The project is moving from a development phase to a production-ready environment. Canonical is currently deploying infrastructure to host CRLite filters for the wider community. Early testers currently fetch data from a pre-production server at **upki.rustls.dev**, but this will soon change. The team built a **Juju charm** to manage the upki-mirror on **Kubernetes**. This charm packages the mirror binary inside a "chiselled Rock," which is a stripped-down, secure container image. Canonical will host this data at **crlite.ubuntu.com** to ensure high availability for Ubuntu users. Performance remains a high priority for the next phase of development. The current engine reads several CRLite filter files into memory for every check. The team plans to run **benchmarking tests** on the initial data fetch and individual revocation queries to identify bottlenecks. The Ubuntu Foundations team is currently packaging these components for the official Ubuntu archive. This work paves the way for users to install the tool via a simple apt command. Canonical intends to offer an opt-in preview in **Ubuntu 26.04 LTS** and plans to enable the tool by default in **Ubuntu 26.10**.
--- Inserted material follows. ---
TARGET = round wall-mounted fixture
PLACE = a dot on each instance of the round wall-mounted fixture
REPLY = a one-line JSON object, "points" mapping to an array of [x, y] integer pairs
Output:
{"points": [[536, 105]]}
Solving the broken certificate chain

The upki project aims to fix a common usability issue involving intermediate certificates. Many web servers fail to send the full chain of certificates required to verify a connection. Browsers like **Firefox** and **Chrome** solve this by preloading certificates or fetching them silently in the background. Linux command-line utilities like curl often fail when they encounter these misconfigured servers. They return an **UNKNOWN_ISSUER** error because they lack the intermediate certificates. This creates a discrepancy where a website works in a browser but fails in a terminal. Because upki maintains a local data store, it can ship a known set of intermediate certificates alongside revocation data. This approach improves connection reliability for all Linux utilities. It also provides a **privacy benefit** by preventing the system from contacting a Certificate Authority to ask for missing data. This functionality brings non-browser clients to parity with modern web browsers. It ensures that system updates and API calls do not fail due to common server misconfigurations. The local cache makes the entire verification process faster and more private than traditional methods.

The shift to post-quantum security

The development roadmap includes support for **Merkle Tree Certificates (MTCs)**. This technology addresses the security challenges posed by quantum computing. Post-quantum cryptographic signatures are significantly larger than the signatures used today. An **ML-DSA-44** signature requires **2,420 bytes**, while a standard **ECDSA-P256** signature uses only **64 bytes**. If Linux systems simply swapped old algorithms for new ones, the size of every TLS handshake would increase by tens of kilobytes. This would cause noticeable latency on every encrypted connection. MTCs solve this by changing how systems validate batches of certificates. Instead of sending a full chain with multiple signatures, a Certificate Authority signs a single root hash of a Merkle Tree. The server then provides a compact proof that its certificate exists within that tree.

• Smaller handshakes: MTCs reduce the amount of data sent during a connection.
• Local caching: upki can store tree heads locally to shorten the proofs needed for validation.
• Quantum readiness: The system prepares Linux for a future where traditional encryption is vulnerable.

While MTCs remain experimental, companies like **Cloudflare** and **Google** are already testing them. By building support into upki now, Canonical ensures that Ubuntu will be ready for the next generation of web security. This proactive approach prevents the performance degradation that would otherwise come with post-quantum encryption. The project also plans to enforce **Certificate Transparency (CT)**. This requires servers to prove that their certificates appear in public, auditable logs. By integrating CT enforcement into upki, Canonical will prevent attackers from using fraudulent certificates that haven't been publicly recorded.